Болото. 6

Лан Миррор
Дотянув хмельное зелье, Брог медленно шагал домой, прикидывая в уме, что дать с собой дочери в ученье. Мешок заплечный есть, одежонку какую-никакую на первое время. Хлеба с салом, пару луковиц, бутылку... Нет, бутылку не надо, ботинки бы, да они одни у нее, зачем девке двое ботинок - по хозяйству и босиком можно. А в путь бы обувка пригодилась, да нету - ну и ладно, что-нибудь придумает. Пальто Ушаницы придется отдать, большевато оно, да своего пока не нажила, куда ей в нем ходить - мала еще. Так в раздумьях Брог дошел до своей усадьбы и, с размаху отворив дверь избы, заорал:
- Мать! Радость к нам пришла! Зови детей, два раза слова повторять не буду!

Лесеница, вытирая фартуком руки, отошла от стола, внимательно глянула на мужа и, недовольно буркнув что-то себе под нос, выставила табурет и села. Дети сбежались на крик. Брог подождал для пущего эффекта и значительно провозгласил:
- Илиница! Скажи спасибо небесным людям за своего отца! Наградили его умной головой и быстрыми мозгами!
Все молчали. Мать скептически скривила губы, но тоже ничего не сказала.
- Семья! - продолжал Брог торжественно. - Ваш отец сегодня сам, без советчиков, совершил золотую сделку! Теперь заживем!
Он немного подумал и поправился:
- Не теперь, конечно, а через пять лет. Заживем, говорю, и не благодарите! Нет, если вы не свинята бессовестные, то спасибо отцу, конечно, скажете - кто еще об вас побеспокоится, кроме него!
Все продолжали молчать. Мать вздохнула и встала, собираясь дальше заняться домашними делами. И тут Брог эффектно выпалил:
- Я отдал дочь в учение в рассказчицы на пять лет! Илиница, собирайся!
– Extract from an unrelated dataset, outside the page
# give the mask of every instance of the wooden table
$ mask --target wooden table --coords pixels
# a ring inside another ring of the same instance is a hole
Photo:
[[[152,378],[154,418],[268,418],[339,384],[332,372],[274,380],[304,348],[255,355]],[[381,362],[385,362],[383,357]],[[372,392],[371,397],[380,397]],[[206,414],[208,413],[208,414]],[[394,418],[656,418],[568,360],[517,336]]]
Мать слабо охнула и снова опустилась на табурет. Илиница сначала раскрыла рот от изумления, потом с визгом бросилась отцу на шею. Брог наслаждался произведенным впечатлением. Одной рукой он обнимал Илиницу, другую отставил в сторону, слегка кланяясь, как заезжий артист бродячего театра. А дальше что-то пошло не так...

Лесеница вопила настолько громко, что, наверное, слышно было на все окрестные дома, а то и на окраине в самом болоте. Она костерила мужа всеми известными ругательными словами, да еще и доселе неизвестные на ходу придумывала. Брог уже не разводил руки, а тихонько ладонью отмахивался: кто знает, вдруг какое слово до него долетит и прилепится, а жена насулила ему столько, что и скрючить может, и хмельное зелье не туда направить, и мужскую силу в болото унести.

- Я детей рожала, растила, учила - для чего, дубина ты, болван хмельной? Чтобы ты раздавал их кому ни попадя? Отпустить дочь безвестно куда незнамо с кем - ты чем думал, чтоб тебя болото затянуло по самую маковку? Ты меня спросил, прежде чем свой поганый рот открывать да договора свои дурацкие говорить? Ты что ж это сказал своими грязными губищами, хмельные твои мозги?

Вдоволь наоравшись, Лесеница села за стол, уронила голову на руки и зарыдала. Все знали: слово сказанное не отменить, а не выполнишь - всю семью погубишь. Плакала она долго, с подвываниями, всхлипываниями, стонами и бессвязными жалобами на жизнь и дурака мужа. Тем временем Илиница тихонько собрала заплечный мешок и присела на лавку. Девочке ужасно хотелось расспросить отца обо всем: кто и как будет ее учить, куда поведут, что нужно будет делать, кто еще пойдет с ней в учение, но пока мать не отплачет, бесполезно было что-нибудь говорить.

Брог так и стоял на входе в избу, не решаясь двинуться. Он понимал, что жена почему-то не считает его замечательную сделку такой уж хорошей, но никак не мог взять в голову, почему. Что плохого в учении? И сама же говорила - эх, нам бы в семью рассказчика. Да и девка для хозяйства бесполезная, а тут хоть как пристроена будет. Нет, нету в этих бабах никакой практической сметки, не видят дальше собственного носа. Перед всем землячеством так его опозорила, такими словами поливала! Его, кормильца, для семьи старателя! Чтоб ее в болото макнуло, дуру, насулила ему тут всяких бед!